Offering loans to UK residents only

We are now only offering loans to members who are UK residents, and we want to make you aware of this change and the reasons behind why we have taken this decision. As a not-for-profit organisation we must make decisions which are in the best interests of all our members, and it was with a heavy heart we took the decision to remove the loan offering to non-UK residents. We are sorry to disappoint those members who are living abroad but we want to explain the reasons behind this decision.

The impact of Brexit

As you are aware the UK’s departure from the European Union (EU) led to several changes, the main one for financial services was the ability “passport” legally into an EU country.

Cross-border transactions were previously permitted because all EU member states had to abide by the same financial regulation rules within the single market. The UK’s regulator, the Financial Conduct Authority (FCA), had to meet the same standards as the other regulators in each country within the EU. As the UK has left the EU, the FCA can now approve their own rules regarding the regulation of financial activity and consumer protection. This means the rules in the UK may not continue to line up with the expectations of the countries within the EU. Without the assurance that its own standards are in place to protect EU residents, the EU does not permit passporting for UK financial firms.

What would be the implication of continuing loans for non-UK residents?
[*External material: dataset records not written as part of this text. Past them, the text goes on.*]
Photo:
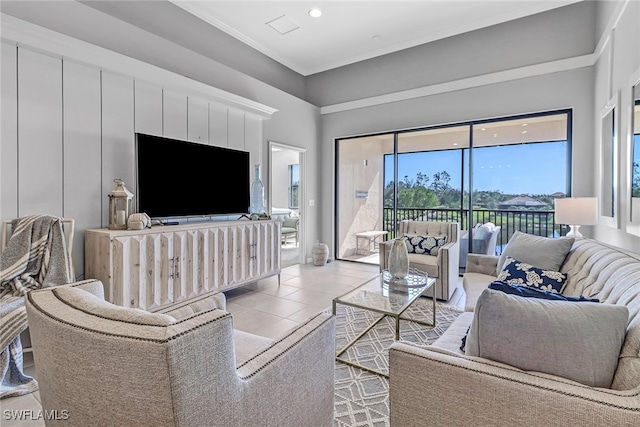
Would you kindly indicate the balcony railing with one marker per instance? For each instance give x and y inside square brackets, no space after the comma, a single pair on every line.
[540,223]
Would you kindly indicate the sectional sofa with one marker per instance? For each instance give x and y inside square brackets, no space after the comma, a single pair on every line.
[454,388]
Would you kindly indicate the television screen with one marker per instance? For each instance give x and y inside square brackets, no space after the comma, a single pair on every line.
[185,179]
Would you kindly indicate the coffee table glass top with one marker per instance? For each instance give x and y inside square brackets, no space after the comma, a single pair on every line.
[382,295]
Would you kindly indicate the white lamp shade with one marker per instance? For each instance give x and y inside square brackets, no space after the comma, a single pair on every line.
[577,211]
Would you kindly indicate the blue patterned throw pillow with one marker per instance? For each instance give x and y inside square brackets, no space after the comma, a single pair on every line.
[520,273]
[429,245]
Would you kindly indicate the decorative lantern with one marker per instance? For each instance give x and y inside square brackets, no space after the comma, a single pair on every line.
[119,206]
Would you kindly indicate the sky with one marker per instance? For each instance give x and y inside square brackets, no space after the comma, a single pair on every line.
[539,168]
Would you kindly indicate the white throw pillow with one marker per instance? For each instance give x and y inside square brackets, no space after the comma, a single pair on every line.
[543,252]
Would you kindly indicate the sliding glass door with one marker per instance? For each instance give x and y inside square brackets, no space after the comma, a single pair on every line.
[516,166]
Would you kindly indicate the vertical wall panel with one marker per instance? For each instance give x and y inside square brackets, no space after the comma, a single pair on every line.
[9,133]
[197,120]
[118,148]
[218,118]
[82,151]
[253,140]
[39,133]
[236,129]
[174,115]
[148,107]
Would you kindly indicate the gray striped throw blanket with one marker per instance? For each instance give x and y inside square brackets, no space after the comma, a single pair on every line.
[36,256]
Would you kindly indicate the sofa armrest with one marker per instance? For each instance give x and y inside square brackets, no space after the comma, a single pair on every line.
[474,391]
[484,264]
[449,267]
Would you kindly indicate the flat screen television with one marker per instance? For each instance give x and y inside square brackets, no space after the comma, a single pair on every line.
[185,179]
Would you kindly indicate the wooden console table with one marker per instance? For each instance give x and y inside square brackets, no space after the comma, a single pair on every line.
[159,268]
[371,238]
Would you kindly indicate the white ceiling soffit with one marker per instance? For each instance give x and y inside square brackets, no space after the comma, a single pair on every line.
[352,31]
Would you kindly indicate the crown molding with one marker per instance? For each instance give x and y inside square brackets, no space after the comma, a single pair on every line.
[467,83]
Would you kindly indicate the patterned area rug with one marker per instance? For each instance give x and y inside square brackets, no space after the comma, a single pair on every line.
[362,398]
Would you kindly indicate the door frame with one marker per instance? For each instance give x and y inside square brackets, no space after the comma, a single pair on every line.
[302,209]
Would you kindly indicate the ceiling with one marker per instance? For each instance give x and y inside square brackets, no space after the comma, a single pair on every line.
[352,31]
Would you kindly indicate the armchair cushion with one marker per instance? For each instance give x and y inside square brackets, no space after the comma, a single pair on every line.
[543,252]
[549,336]
[290,222]
[429,245]
[90,303]
[520,273]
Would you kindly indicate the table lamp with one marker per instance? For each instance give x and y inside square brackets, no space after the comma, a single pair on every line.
[576,211]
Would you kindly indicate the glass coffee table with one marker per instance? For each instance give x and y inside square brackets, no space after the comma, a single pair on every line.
[390,298]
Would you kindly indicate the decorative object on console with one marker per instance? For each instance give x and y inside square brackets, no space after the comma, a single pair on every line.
[257,193]
[139,221]
[399,259]
[119,206]
[320,254]
[520,273]
[576,211]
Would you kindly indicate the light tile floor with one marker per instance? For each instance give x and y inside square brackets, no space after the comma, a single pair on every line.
[262,308]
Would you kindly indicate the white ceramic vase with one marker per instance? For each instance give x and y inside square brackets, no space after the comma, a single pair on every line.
[320,253]
[398,259]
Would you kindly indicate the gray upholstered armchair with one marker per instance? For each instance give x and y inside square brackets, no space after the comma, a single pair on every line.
[109,365]
[443,266]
To continue offering financial services within the EU the Credit Union needed to either establish a regulated business within the EU or apply for a license under the domestic licensing regime of each individual country. It should be noted that these licenses are not available within all EU countries and thus these countries could have more multifaceted requirements or may not offer options to conduct business to 3rd party countries such as the UK.

Obtaining licenses within the EU is complex and costly as the Credit Union would have to meet the regulatory requirements of each of the 27 countries. The cost of gaining a license is difficult to quantify as it is not as straight forward as paying a fee for a license. Legal expertise would be required to interpret and implement the legislation of foreign countries. As such the Credit Union would have to acquire legal support to navigate the complexities of each country’s regulatory regime. Policies and procedures would also have to be reviewed to ensure they aligned with each of the countries regulatory expectations. This had the potential to mean following a different process for each country involved. 
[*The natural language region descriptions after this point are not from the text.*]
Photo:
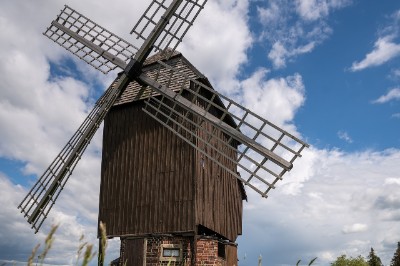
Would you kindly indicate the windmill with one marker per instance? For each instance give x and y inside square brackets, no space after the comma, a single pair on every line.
[166,130]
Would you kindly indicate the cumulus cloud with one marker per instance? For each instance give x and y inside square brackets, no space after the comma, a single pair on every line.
[343,135]
[274,98]
[393,94]
[316,9]
[326,191]
[334,212]
[384,50]
[354,228]
[295,27]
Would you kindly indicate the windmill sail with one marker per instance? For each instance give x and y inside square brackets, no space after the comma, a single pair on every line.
[41,198]
[105,51]
[267,151]
[179,24]
[89,41]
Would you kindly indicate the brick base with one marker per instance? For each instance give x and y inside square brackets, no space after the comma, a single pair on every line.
[198,250]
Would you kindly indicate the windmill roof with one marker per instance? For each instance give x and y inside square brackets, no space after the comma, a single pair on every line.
[136,92]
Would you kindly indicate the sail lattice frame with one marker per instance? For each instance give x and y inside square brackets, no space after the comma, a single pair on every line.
[257,168]
[178,25]
[40,199]
[89,41]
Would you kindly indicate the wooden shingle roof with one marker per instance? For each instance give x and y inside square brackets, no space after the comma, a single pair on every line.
[135,91]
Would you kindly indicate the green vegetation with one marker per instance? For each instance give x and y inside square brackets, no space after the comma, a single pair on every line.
[373,259]
[88,253]
[396,257]
[310,263]
[344,261]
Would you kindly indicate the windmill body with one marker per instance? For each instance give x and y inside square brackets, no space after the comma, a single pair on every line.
[176,153]
[156,186]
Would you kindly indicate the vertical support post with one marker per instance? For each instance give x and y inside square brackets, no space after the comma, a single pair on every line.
[100,261]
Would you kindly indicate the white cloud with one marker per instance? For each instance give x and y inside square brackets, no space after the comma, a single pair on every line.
[343,135]
[344,195]
[220,55]
[294,28]
[275,98]
[354,228]
[384,50]
[317,9]
[393,94]
[327,189]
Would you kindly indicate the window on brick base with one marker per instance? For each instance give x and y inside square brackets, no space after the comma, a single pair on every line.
[221,250]
[171,252]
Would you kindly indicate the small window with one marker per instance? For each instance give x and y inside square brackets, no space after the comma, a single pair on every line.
[221,250]
[171,252]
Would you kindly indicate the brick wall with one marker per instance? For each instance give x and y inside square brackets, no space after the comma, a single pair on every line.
[208,251]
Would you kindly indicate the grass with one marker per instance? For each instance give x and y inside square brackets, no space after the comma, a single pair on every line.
[85,251]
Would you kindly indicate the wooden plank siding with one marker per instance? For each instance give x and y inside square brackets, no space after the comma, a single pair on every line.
[147,172]
[154,182]
[219,198]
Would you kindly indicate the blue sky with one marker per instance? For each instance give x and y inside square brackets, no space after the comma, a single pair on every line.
[328,71]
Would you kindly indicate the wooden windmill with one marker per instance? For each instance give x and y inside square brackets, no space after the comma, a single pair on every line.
[176,153]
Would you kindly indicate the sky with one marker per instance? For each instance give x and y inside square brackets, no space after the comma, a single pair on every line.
[326,70]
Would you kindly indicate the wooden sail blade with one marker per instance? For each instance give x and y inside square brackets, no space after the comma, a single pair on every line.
[41,198]
[90,42]
[182,19]
[266,152]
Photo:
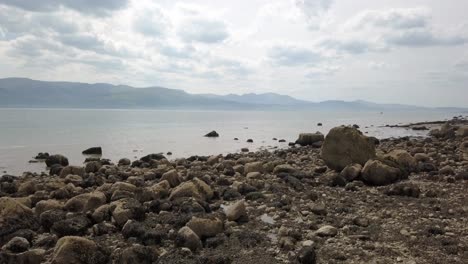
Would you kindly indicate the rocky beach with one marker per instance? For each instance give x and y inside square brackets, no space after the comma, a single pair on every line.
[336,198]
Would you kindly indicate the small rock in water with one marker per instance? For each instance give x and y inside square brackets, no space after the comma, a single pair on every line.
[56,159]
[306,139]
[212,134]
[93,151]
[124,162]
[267,219]
[42,156]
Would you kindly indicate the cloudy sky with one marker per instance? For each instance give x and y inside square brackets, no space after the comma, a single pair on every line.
[387,51]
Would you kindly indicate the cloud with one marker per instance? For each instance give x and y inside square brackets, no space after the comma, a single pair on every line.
[31,46]
[290,55]
[151,22]
[425,38]
[14,23]
[403,18]
[203,30]
[384,30]
[322,71]
[353,46]
[100,7]
[313,11]
[231,67]
[377,65]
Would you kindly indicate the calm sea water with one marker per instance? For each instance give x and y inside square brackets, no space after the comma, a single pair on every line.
[135,133]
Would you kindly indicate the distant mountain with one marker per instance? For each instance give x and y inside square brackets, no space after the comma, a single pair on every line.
[19,92]
[22,92]
[261,99]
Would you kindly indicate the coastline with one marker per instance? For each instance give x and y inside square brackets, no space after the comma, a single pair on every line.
[281,206]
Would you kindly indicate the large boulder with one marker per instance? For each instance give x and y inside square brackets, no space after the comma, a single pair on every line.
[14,216]
[351,172]
[195,188]
[56,159]
[375,172]
[77,250]
[86,202]
[205,227]
[445,131]
[346,145]
[93,151]
[126,209]
[306,139]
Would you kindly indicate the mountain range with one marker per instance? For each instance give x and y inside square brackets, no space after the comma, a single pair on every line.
[23,92]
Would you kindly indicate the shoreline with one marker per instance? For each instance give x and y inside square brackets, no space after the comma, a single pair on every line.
[293,205]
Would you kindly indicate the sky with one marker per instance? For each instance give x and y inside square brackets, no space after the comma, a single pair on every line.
[386,51]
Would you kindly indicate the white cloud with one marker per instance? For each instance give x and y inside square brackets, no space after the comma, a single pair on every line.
[291,55]
[284,46]
[87,6]
[203,30]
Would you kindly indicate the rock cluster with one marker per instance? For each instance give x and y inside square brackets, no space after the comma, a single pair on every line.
[296,205]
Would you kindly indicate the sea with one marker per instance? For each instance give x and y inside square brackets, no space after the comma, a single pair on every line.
[135,133]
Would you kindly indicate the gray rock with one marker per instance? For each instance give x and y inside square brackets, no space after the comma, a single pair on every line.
[236,211]
[344,146]
[189,239]
[377,173]
[17,245]
[327,231]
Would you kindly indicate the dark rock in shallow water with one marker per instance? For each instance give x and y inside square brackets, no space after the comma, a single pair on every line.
[154,156]
[42,156]
[212,134]
[93,151]
[124,162]
[56,159]
[306,139]
[404,189]
[55,169]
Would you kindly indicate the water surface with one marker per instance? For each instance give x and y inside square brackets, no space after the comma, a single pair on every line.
[134,133]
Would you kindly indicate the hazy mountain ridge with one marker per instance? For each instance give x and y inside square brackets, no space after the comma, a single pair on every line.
[22,92]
Doing what is best for the wider membership…

The Credit Union has a low number of members living outside the UK with very few applying for loans. Due to the complexity and cost associated with continuing to offer loans to members who were non-UK residents, as well as the low level of interest in the product from these members, it was not considered viable for the Credit Union to pursue licenses in the EU.

The Credit Union is a self-sufficient entity whereby profits made are used to run the business, sustain healthy levels of capital, and surplus profits being shared back with members. The potential added cost of offering loans throughout the EU was deemed not beneficial for most members, who reside in the UK. It is our duty as No1 CopperPot Credit Union to serve the needs of our members and sometimes this means making difficult decisions. We hope this helps to better understand the reason behind why this decision has been taken.

Again, we would like to offer our sincerest apologies to all of our members who are affected by this or who may be in the future.